Germany announced tough new restrictions on Thursday in a bid to contain its fourth wave of Covid-19 aimed largely at the country’s unvaccinated people, with outgoing Chancellor Angela Merkel speaking in favour of compulsory vaccinations, which the German parliament is due to vote on soon.

Austria has also already said it will make Covid-19 vaccines compulsory next February, Belgium is also considering it and Greece on Tuesday said it will make vaccination obligatory for those over 60.

But for Spain, strict Covid-19 vaccination rules have never been on the table, having said from the start that getting the Covid-19 jabs was voluntary. 

There’s also a huge legal implication to imposing such a rule which Spanish courts are unlikely to look on favourably. 
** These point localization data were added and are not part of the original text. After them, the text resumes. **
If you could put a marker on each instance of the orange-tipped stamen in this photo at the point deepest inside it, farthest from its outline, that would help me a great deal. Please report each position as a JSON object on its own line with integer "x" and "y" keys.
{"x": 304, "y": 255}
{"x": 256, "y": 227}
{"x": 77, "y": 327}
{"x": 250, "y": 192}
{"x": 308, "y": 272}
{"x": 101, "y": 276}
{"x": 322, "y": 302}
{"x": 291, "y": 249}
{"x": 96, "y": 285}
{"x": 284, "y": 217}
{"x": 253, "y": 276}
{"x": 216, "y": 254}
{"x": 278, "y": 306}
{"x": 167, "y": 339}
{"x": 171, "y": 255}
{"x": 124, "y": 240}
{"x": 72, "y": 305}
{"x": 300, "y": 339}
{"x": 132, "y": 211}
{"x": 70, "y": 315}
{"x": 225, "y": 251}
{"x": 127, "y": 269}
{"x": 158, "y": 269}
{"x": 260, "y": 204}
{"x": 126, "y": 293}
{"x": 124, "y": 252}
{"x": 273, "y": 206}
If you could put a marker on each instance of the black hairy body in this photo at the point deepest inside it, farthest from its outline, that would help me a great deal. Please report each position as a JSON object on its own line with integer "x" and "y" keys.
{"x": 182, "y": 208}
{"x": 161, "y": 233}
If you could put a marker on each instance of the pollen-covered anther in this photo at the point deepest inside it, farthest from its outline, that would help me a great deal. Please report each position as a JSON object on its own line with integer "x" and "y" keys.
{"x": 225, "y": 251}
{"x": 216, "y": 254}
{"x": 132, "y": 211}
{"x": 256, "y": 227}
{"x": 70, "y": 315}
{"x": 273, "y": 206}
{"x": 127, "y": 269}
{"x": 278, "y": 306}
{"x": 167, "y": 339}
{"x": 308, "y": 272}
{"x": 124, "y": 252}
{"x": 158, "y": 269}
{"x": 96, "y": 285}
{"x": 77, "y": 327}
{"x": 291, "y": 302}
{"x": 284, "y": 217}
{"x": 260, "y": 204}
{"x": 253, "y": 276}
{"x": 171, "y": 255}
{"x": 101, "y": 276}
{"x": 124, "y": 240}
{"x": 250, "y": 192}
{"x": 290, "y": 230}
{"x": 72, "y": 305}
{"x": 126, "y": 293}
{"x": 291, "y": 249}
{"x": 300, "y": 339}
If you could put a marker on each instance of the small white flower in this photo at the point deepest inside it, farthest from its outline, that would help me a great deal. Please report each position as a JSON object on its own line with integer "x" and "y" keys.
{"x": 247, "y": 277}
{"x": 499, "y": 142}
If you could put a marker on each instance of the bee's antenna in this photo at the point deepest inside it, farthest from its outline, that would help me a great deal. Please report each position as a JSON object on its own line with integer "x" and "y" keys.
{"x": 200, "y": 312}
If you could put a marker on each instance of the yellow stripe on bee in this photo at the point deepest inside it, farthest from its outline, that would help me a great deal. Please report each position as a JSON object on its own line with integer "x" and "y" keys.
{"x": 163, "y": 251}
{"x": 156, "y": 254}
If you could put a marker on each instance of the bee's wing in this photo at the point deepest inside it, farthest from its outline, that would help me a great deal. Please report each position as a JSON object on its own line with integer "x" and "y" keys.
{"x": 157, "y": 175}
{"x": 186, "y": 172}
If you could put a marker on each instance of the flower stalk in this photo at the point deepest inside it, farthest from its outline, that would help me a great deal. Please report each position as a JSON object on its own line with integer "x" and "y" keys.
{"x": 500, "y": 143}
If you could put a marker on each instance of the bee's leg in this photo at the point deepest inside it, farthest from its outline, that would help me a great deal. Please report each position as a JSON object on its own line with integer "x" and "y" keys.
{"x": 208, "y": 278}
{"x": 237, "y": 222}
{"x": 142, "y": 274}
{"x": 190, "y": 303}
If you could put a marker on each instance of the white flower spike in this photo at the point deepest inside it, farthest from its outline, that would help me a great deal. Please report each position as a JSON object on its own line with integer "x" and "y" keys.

Stricter Covid restrictions and the country’s two states of alarm, the first resulting in a full national lockdown from March to May 2020, have both been deemed unconstitutional by Spain’s Constitutional Court. 

READ ALSO: Could Spain lock down its unvaccinated or make Covid vaccines compulsory?

The Covid-19 health pass to access indoor public spaces was also until recently consistently rejected by regional high courts for breaching fundamental rights, although judges have changed their stance favouring this Covid certificate over old Covid-19 restrictions that affect the whole population.

MAP: Which regions in Spain now require a Covid health pass for daily affairs?

“In Spain what we have to do is to continue vaccinating as we have done until now” Darias added. 

“Spaniards understand that vaccines are not only a right, they are an obligation because we protect others with them”.

What Spanish health authorities are still considering is whether to vaccinate their 5 to 11 year olds after the go-ahead from the European Medicines Agency, with regions such as Madrid claiming they will start vaccinating their young children in December despite there being no official confirmation from Spain’s Vaccine Committee yet.

READ MORE: Will Spain soon vaccinate its children under 12?

Spain’s infection rate continues to rise day by day, jumping 17 points up to 234 cases per 100,000 people on Thursday. There are now also five confirmed cases of the Omicron variant in the country, one through community transmission.

Hospital bed occupancy with Covid patients has also risen slightly nationwide to 3.3 percent, as has ICU Covid occupancy which now stands at 8.4 percent, but the Spanish government insists these figures are “almost three times lower” than during previous waves of the coronavirus pandemic.